Videography by Karina Puikkonen


Maximizing UAS data capture

Once the team determined the software program’s capability and accuracy, their study in Remote Sensing of Environment tested different UAS flight approaches to see how these impacted the ability to determine digital tree measurements. Swayze flew 30 UAS test flights at the Manitou Experimental Forest using various combinations of three altitudes, two flight patterns and five camera orientations.

“We found that UAS acquisitions can be optimized for data sets to provide nearly complete tree lists for individual heights, locations, and DBH (diameters at breast height),” Swayze said. “We can now say that flying a certain height, pattern, and overlap will get the best data in dry conifer ecosystems.”

The team determined that using angled, overlapping north-south and east-west flight lines at lower altitudes maximized the accuracy and correlation of overall forest measurements calculated from the individual tree metrics. Swayze said these crosshatch patterns double the amount of data collected, which needs to be factored into the data acquisition and processing time.

Videography by Karina Puikkonen

The team again compared their digital measurements with ground measurements taken for nearly 1,000 trees at the site. The results showed that the cross-sectional area captured from UAS was within 5-10% of the true measurements. This suggested that UAS flights could reliably collect comparable data with limited need for field observations.
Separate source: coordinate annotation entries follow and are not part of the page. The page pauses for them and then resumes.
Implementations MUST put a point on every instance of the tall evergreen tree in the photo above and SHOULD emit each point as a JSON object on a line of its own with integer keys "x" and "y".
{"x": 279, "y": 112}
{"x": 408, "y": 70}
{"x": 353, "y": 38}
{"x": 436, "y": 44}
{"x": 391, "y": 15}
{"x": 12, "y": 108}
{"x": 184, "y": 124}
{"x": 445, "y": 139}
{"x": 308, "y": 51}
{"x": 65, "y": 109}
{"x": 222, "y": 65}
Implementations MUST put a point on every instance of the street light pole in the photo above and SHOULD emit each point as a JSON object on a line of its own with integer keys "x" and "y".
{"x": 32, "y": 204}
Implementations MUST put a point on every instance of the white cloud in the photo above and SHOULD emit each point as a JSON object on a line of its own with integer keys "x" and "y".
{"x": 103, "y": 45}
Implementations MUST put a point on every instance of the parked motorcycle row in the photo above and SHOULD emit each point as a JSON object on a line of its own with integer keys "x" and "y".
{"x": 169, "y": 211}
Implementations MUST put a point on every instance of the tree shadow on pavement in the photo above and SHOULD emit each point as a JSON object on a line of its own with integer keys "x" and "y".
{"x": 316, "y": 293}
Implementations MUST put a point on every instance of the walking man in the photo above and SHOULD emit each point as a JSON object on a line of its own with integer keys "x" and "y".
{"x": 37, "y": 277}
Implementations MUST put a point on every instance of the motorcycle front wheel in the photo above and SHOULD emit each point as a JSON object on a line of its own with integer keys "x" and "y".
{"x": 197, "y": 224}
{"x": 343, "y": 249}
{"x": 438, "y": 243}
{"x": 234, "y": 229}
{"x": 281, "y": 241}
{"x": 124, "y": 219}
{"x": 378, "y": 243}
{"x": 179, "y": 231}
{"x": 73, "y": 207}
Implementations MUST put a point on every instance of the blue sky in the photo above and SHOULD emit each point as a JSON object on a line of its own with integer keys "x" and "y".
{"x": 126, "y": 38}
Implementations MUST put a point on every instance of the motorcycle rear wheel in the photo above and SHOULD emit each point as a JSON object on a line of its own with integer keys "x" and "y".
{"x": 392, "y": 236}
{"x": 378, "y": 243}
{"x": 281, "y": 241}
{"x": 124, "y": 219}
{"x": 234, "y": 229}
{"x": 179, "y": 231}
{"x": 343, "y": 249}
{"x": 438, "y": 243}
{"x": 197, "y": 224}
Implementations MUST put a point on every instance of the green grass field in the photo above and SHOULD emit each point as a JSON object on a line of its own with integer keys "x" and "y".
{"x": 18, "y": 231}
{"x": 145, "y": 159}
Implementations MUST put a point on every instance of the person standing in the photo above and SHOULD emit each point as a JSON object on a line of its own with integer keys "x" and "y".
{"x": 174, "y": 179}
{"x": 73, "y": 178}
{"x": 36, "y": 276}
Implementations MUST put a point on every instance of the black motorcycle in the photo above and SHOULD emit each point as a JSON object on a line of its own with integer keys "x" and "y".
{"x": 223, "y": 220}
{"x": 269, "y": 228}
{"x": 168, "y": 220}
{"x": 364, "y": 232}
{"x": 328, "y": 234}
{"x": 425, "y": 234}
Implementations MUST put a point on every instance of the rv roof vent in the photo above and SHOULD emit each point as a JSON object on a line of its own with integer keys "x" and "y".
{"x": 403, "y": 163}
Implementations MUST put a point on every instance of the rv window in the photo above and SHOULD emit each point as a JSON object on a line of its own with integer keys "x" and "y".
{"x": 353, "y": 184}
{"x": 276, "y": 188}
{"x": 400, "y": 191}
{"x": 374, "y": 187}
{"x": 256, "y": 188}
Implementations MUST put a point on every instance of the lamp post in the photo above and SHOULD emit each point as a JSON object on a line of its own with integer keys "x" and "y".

“Although not all trees were successfully extracted from the UAS data, these methods capture the relative local trends and stand-level averages that are necessary for informing a broad range of thinning and restoration actions in dry conifer forests,” Tinkham said.

By experimenting with different ways to assemble and use the wealth of information UAS technology provides, this research team has offered an UAS-based road map for forest managers. Monitoring ponderosa pine forests from both the ground and the air expands our understanding of how these ecosystems have evolved, and how forest structure and function may adapt to a hotter and drier climate.